A regulamentação da Agência Nacional do Petróleo, Gás Natural e Biocombustíveis (ANP) para tanques de combustíveis estabelece diretrizes para garantir a segurança operacional e ambiental. As normas abrangem desde a construção e instalação até o monitoramento e desativação de Sistemas de Armazenamento Subterrâneo de Combustíveis (SASC) e tanques aéreos. A conformidade é verificada através de certificações, testes de estanqueidade periódicos e sistemas de monitoramento contínuo, visando prevenir vazamentos e contaminação.
Resposta Direta
A regulamentação da Agência Nacional do Petróleo, Gás Natural e Biocombustíveis (ANP) para tanques de combustíveis estabelece diretrizes para garantir a segurança operacional e ambiental. As normas abrangem desde a construção e instalação até o monitoramento e desativação de Sistemas de Armazenamento Subterrâneo de Combustíveis (SASC) e tanques aéreos. A conformidade é verificada através de certificações, testes de estanqueidade periódicos e sistemas de monitoramento contínuo, visando prevenir vazamentos e contaminação.
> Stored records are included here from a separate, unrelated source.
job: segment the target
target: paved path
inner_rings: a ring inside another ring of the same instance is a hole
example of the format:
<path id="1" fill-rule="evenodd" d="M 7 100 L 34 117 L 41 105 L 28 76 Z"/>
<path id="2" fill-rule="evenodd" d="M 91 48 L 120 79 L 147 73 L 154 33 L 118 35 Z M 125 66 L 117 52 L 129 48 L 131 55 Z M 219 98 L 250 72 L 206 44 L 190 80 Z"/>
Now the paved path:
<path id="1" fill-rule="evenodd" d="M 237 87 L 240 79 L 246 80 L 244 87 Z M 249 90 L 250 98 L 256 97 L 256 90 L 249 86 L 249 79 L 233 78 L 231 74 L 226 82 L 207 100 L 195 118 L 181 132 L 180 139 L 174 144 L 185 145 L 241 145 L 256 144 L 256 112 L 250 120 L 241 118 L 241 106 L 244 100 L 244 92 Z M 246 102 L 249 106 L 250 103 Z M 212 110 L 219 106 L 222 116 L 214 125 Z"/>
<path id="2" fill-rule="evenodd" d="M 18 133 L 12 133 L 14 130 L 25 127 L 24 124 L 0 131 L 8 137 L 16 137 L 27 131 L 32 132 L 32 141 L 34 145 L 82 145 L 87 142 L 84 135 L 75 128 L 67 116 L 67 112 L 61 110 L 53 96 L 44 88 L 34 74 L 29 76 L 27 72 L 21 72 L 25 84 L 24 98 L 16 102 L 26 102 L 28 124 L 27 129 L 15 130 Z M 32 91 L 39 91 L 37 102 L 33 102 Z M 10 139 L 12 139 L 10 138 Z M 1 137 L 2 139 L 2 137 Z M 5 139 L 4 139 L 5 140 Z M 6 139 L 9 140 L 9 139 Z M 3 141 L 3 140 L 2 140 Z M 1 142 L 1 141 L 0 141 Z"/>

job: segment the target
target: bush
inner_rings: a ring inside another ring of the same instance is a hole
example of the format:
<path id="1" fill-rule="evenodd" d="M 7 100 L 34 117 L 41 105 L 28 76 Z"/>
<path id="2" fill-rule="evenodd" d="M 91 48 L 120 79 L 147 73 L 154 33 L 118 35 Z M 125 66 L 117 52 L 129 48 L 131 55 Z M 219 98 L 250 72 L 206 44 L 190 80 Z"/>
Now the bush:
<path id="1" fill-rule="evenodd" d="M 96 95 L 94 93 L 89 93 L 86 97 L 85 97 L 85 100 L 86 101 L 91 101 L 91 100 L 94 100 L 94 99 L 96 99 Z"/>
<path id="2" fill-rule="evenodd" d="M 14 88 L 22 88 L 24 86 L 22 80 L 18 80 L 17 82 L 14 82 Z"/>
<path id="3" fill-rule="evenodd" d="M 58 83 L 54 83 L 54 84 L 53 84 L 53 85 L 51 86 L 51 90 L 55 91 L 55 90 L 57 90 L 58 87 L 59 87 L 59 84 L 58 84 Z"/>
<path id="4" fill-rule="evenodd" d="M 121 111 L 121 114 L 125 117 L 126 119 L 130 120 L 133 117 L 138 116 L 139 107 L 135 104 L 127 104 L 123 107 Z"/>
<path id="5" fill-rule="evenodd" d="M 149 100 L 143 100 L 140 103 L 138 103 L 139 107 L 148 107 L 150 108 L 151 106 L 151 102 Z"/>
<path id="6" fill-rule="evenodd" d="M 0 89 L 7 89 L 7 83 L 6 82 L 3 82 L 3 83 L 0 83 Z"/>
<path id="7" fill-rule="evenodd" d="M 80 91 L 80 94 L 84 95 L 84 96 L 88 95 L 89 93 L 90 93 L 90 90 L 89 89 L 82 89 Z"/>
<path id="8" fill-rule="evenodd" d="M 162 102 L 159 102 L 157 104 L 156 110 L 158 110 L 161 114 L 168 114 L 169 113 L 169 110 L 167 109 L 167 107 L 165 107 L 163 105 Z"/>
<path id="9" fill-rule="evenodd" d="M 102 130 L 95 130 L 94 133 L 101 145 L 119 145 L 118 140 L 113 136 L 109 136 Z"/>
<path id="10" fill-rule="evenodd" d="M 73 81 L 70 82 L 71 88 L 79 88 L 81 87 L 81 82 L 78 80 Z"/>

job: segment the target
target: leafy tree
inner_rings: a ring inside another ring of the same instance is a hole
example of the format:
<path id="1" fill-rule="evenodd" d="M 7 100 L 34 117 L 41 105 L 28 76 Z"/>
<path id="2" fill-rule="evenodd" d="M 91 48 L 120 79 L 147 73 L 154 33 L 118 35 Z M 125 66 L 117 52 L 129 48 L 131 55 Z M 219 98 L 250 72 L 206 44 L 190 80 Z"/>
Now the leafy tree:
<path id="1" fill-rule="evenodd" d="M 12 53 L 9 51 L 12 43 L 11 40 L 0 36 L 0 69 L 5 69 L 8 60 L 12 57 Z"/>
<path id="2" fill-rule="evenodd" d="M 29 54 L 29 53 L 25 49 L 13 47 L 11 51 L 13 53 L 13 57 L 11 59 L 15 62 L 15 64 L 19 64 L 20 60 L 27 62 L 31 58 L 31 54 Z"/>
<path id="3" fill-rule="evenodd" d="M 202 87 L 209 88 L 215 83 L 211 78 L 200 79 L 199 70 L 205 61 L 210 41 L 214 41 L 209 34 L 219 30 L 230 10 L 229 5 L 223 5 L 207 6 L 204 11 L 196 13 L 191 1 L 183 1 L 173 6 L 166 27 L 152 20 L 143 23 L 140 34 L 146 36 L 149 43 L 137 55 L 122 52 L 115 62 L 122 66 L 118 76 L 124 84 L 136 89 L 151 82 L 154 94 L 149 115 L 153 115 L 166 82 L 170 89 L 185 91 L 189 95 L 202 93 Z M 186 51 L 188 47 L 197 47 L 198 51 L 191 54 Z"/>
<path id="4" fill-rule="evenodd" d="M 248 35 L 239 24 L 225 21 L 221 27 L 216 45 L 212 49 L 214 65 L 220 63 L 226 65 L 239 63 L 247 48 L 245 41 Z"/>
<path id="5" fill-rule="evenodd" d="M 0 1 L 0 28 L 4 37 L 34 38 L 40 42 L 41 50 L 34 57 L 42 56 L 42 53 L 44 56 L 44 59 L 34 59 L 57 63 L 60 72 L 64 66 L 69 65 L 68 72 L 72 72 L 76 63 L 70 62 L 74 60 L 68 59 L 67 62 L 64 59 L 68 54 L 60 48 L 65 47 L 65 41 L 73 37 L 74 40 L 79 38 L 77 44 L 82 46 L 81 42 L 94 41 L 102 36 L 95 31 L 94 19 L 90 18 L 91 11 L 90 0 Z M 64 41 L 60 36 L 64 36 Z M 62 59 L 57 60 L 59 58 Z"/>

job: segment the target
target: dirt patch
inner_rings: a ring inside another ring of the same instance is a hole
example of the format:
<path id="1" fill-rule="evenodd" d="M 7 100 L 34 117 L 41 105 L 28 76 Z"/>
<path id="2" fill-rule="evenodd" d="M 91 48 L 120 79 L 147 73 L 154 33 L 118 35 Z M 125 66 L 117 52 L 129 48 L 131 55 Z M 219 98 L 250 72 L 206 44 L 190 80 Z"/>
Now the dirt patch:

A gestão segura e eficiente de tanques de combustíveis é um pilar fundamental para a indústria de petróleo e gás, especialmente em regiões estratégicas como Manaus e a Amazônia Legal. A complexidade logística e ambiental da região exige um rigor ainda maior na aplicação das normas regulatórias. A Agência Nacional do Petróleo, Gás Natural e Biocombustíveis (ANP) desempenha um papel central na definição dessas diretrizes, visando proteger o meio ambiente, a saúde pública e a integridade das operações.
Este documento explora os aspectos cruciais da regulamentação da ANP para tanques de combustíveis, detalhando a importância da conformidade. Serão abordados os requisitos técnicos, o papel do Sistema de Avaliação da Conformidade (SASC) e a relevância dos testes de estanqueidade e monitoramento. A compreensão dessas normativas é essencial para todos os agentes econômicos envolvidos na cadeia de armazenamento e distribuição de combustíveis.
1. Regulamentação ANP para Tanques de Combustíveis
A ANP é a entidade reguladora responsável por estabelecer as normas e fiscalizar as atividades da indústria de petróleo, gás natural e biocombustíveis no Brasil. Para tanques de combustíveis, a regulamentação visa garantir a segurança das instalações, a prevenção de acidentes e a proteção ambiental. As normas abrangem desde o projeto e construção até a operação, manutenção e desativação dos sistemas de armazenamento.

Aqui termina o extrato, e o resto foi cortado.